If the higher-than-projected death rates remained constant over the next three years (i.e., though 2020), then US deaths over the four-year period ending in 2020 would be over 600,000 higher than the number of deaths assumed in the Census 2014 population projection, with the most of this increase in deaths coming in the 15-44 year old age groups.
|US Deaths Per 100,000, 12-month period ending
at end of quarter
… And Some Thoughts About Next Week’s Release of Census Long-Term Population Projections
I got confirmation today that Census is on track to release its updated long-term population projections sometime next week. Here are a few things analysts should consider in evaluating/using these projections.

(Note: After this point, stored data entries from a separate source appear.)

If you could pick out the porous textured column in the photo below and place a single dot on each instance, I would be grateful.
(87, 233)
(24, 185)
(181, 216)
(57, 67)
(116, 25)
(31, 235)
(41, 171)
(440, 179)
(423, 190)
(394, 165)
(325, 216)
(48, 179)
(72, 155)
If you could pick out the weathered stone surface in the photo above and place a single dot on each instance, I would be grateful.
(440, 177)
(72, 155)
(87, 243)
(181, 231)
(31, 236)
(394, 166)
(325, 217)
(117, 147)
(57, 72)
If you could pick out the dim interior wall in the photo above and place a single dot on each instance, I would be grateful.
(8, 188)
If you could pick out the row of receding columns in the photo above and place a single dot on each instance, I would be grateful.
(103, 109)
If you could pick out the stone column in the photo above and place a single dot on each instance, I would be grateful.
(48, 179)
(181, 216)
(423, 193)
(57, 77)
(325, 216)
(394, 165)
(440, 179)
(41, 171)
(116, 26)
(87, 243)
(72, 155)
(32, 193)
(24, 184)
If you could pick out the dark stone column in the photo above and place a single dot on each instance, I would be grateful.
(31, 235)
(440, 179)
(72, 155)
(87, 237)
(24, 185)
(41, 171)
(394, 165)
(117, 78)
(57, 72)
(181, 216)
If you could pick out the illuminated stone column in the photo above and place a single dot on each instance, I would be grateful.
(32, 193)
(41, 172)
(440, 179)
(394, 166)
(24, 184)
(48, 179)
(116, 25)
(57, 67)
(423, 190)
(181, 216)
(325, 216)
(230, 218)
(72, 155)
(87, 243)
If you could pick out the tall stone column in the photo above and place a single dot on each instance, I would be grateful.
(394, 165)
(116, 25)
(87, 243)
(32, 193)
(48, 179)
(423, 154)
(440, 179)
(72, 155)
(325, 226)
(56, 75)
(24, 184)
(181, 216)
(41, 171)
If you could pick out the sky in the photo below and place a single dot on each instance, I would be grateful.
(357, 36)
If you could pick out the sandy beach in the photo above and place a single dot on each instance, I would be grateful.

1. The starting point for the projections is “Vintage 2016,” and the latest population estimates (Vintage 2017) are different (though not massively so).
2. The latest data on deaths used for this projection were those for 2015, and I’m guessing the projection does not allow for rising death rates among teenagers and young/middle aged adults that we observed in 2016 and (apparently) 2017. I am guessing that the updated projections may significantly understate deaths for these age groups, and competent analysts should check this.
3. The updated assumptions on net international migration will be “model based,” and will not incorporate any probable or even possible policy changes on immigration. In terms of the immigration component of net international migration, these models look at recent inflows by country relative to their populations, and assume that future immigration will rise proportionately to projections of these countries’ populations. These models will almost certainly over-predict “likely” net international migration over the next few years, and analysts should check the NIM assumptions.
4. My understanding is that Census only plans to release its “baseline” projections next week, but that some alternative scenarios may be released sometime later (though I’m not positive about this).
What I and any competent analyst will do when these new population projections are released is to dig deeply into the key “component of change” assumptions, compare these assumptions either (1) to updated data (e.g., deaths), or (2) to what I believe are “reasonable” assumptions about net international migration, and produce a different set of population projections if the Census assumptions seem “off.” I and competent analysts will also probably produce alternative population projection using different but plausible assumptions about deaths and net international migration.